Resolve shift/reduce conflict in Yacc/Bison grammar


I am writing a parser in GNU-Bison to parse captured bits of data of a proprietary protocol. The parser has following tokens:

  • H ....... Header
  • D ....... Data
  • T ....... Terminator

and five numbers of D i.e. Data tokens make up a bulk B i.e.

B : DDDDD
  ;

Ideally the input should be of the form

H DDDDD DDDDD DDDDD ... DDDDD T

aka

 H B B B ... B T

So I have written the following grammar :

%%
CAPTURE :  H PAYLOAD T     { printf("[OK]");}
        ;

PAYLOAD :  B
        |  PAYLOAD B
        ;

B       :  DDDDDD
%%        

Now, to meet some practical conditions such as a pattern like following:

  1. DD H DDDDD DDDDD ... DDDDD T (extra D's at the prefix)
  2. H DDDDD DDDDD ... DDD T (truncated last bulk having just 3 Data D)

I modified my grammar to

%%
CAPTURE :  H PAYLOAD T     { printf("[OK]");}
        ;

PAYLOAD :  B
        |  PAYLOAD B
        |  D PAYLOAD
        |  PAYLOAD D
        ;

B       :  DDDDDD
%%        

But It is giving shift/reduce conflict.
Need help how to correct the grammar so that it recognises above two cases also and is shift/reduce conflict free.


Solution

  • %%
    CAPTURE : OPTD1 H PAYLOAD OPTD2 T     { printf("[OK]");}
            ;
    
    PAYLOAD :  B
            |  PAYLOAD B
            ;
    
    B       :  D D D D D
            ;
    
    OPTD1   :
            |  OPTD1 D
            ;
    
    OPTD2   :
            |  D D D
            ;
    %%     
    

    I added two new non-terminals OPTD1 and OPTD2 on the right-hand side of the first production and kept your original rule for PAYLOAD as it was. OPTD1 can be rewritten as 0 or more D terminal symbols and OPTD2 can be rewritten as 0 or 3 D terminal symbols.
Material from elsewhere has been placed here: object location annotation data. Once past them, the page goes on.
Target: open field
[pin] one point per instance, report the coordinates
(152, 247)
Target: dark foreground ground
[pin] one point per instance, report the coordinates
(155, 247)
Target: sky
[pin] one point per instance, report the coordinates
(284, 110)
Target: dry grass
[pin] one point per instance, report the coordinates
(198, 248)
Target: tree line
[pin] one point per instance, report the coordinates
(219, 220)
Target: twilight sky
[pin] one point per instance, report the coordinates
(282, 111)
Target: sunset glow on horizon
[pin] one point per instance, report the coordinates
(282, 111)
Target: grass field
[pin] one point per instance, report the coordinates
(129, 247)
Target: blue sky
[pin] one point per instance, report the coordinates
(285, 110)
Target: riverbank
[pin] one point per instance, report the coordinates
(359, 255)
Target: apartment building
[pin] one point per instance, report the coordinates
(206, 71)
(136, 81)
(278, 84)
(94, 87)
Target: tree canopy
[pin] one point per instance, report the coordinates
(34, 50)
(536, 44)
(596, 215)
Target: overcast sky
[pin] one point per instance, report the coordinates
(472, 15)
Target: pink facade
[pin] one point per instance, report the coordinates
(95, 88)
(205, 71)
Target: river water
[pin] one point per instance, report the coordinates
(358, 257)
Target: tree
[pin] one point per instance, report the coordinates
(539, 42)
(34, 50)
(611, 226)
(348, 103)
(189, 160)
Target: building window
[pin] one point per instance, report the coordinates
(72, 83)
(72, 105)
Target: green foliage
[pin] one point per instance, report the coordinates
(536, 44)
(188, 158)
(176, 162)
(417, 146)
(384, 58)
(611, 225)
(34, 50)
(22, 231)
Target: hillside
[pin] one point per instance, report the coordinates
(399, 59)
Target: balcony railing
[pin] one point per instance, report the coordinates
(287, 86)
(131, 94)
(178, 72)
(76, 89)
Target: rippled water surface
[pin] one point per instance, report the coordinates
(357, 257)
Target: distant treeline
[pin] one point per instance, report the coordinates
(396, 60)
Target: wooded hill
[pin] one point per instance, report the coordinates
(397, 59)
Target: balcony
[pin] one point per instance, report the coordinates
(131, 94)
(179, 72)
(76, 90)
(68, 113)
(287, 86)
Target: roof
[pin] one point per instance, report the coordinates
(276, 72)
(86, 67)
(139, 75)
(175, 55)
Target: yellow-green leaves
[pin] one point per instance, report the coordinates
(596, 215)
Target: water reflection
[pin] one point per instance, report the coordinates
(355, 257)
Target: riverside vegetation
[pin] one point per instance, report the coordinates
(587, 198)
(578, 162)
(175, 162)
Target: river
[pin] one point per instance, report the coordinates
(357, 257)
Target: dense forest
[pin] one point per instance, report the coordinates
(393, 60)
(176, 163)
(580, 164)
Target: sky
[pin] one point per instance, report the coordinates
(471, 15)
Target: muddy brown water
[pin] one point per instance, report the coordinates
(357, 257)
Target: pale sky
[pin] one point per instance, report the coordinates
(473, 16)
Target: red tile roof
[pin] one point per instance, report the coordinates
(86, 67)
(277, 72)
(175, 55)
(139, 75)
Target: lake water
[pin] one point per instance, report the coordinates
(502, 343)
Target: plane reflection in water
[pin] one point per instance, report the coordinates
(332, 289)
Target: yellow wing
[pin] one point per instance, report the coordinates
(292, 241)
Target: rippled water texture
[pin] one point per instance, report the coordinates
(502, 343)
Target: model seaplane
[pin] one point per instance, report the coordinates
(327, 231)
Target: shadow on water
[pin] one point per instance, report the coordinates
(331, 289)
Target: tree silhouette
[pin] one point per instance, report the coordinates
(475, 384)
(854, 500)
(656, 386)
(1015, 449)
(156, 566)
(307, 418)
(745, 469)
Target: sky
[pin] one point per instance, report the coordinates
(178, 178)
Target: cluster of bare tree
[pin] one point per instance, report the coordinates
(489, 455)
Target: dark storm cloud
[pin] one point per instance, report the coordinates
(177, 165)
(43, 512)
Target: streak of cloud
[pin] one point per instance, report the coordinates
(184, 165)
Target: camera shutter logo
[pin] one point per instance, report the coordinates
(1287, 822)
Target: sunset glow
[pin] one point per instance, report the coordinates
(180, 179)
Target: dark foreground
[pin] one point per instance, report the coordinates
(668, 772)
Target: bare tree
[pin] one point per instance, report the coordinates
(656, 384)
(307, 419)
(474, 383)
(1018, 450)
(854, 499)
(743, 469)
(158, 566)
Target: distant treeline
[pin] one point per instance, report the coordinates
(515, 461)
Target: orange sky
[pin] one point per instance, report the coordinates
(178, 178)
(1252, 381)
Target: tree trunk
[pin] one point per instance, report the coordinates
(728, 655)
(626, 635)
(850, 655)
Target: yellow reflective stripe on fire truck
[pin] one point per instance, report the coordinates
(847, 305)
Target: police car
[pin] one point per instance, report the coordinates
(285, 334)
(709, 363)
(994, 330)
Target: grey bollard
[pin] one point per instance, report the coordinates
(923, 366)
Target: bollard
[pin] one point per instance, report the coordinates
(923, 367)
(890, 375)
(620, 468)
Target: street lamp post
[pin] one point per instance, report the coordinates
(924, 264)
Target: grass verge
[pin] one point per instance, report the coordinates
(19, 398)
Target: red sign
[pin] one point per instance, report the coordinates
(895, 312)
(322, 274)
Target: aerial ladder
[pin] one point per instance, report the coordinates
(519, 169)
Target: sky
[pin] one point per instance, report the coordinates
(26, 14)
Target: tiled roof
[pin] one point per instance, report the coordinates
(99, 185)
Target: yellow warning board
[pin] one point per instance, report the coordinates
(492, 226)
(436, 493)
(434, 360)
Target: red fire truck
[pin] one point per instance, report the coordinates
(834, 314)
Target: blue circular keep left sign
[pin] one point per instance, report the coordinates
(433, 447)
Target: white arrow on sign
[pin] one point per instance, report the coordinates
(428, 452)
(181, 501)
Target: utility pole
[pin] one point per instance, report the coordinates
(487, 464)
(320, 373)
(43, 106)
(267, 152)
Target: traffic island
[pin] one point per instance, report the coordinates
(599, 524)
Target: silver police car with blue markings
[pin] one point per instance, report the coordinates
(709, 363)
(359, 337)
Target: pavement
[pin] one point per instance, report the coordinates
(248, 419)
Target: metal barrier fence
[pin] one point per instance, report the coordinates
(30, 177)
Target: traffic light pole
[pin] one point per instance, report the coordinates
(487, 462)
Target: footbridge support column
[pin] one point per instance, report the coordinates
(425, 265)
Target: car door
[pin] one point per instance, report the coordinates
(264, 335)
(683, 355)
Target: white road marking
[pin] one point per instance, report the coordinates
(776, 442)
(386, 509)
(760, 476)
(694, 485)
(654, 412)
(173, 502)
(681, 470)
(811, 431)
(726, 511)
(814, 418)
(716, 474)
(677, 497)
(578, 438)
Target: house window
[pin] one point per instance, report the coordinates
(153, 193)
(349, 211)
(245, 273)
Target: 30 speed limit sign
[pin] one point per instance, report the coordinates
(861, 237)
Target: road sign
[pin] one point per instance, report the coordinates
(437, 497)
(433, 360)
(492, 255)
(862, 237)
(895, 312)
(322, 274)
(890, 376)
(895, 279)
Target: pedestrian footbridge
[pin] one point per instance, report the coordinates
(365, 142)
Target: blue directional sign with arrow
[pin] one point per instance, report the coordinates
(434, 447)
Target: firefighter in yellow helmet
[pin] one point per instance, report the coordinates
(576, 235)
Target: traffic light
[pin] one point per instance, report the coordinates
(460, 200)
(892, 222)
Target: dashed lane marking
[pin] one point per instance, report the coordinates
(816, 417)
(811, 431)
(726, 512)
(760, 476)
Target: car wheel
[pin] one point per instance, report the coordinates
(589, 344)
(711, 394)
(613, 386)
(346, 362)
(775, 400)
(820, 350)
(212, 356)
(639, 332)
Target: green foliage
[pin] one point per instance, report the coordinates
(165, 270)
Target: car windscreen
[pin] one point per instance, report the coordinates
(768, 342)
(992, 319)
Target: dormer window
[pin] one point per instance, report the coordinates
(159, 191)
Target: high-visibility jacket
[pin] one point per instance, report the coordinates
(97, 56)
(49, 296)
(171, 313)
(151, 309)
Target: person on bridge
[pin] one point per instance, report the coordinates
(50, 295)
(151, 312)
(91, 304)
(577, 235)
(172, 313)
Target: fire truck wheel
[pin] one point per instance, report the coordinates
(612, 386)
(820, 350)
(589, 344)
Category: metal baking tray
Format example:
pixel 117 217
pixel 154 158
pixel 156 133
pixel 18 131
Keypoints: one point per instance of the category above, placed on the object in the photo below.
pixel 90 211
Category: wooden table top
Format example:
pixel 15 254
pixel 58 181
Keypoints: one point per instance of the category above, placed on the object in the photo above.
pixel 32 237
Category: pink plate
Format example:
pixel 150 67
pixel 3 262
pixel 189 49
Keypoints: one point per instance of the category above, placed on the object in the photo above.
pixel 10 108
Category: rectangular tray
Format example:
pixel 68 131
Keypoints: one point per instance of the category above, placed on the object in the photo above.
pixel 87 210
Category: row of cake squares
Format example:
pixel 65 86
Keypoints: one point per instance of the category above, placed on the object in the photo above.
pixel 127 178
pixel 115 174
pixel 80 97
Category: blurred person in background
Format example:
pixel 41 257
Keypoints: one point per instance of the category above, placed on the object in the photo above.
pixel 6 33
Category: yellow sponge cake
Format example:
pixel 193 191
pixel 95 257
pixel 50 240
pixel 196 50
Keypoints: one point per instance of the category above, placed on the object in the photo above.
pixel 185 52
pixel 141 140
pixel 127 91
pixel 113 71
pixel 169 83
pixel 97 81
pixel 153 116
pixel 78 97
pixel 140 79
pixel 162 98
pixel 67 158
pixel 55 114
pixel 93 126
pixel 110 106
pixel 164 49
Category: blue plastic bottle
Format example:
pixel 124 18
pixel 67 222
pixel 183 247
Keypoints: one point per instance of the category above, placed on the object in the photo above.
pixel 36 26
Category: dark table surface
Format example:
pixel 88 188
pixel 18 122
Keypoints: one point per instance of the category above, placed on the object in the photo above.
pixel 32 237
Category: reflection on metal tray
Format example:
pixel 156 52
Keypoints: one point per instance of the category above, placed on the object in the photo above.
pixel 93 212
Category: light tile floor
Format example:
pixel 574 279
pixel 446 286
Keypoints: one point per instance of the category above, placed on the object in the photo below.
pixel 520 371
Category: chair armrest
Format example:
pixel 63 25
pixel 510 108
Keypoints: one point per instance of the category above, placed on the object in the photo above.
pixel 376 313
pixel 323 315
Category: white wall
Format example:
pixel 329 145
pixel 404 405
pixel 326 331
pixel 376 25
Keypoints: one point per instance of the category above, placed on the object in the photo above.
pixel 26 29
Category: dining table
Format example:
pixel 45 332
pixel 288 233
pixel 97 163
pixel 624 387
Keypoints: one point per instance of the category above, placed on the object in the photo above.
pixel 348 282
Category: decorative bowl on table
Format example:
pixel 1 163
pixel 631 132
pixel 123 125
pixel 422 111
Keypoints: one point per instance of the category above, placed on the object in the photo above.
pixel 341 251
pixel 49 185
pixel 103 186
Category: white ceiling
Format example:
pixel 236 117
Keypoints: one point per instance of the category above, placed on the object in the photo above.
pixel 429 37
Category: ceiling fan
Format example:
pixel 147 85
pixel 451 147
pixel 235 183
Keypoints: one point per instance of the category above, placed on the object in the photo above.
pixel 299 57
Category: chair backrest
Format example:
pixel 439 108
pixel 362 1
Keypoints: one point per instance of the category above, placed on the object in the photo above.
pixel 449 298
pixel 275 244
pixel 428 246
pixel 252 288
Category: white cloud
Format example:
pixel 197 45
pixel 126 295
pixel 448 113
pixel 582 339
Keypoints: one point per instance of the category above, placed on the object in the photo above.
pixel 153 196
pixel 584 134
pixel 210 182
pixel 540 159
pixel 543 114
    If your TOKENS, H, T and B were just the characters 'H', 'T' and 'B' respectively, you could easily recognize valid input with the following regular expression:

    '^D*H(DDDDD)+(DDD)?T$'
    

    In any event, you should be able to recognize valid input with a finite state automaton with the power of a pushdown automaton provided by YACC not being required.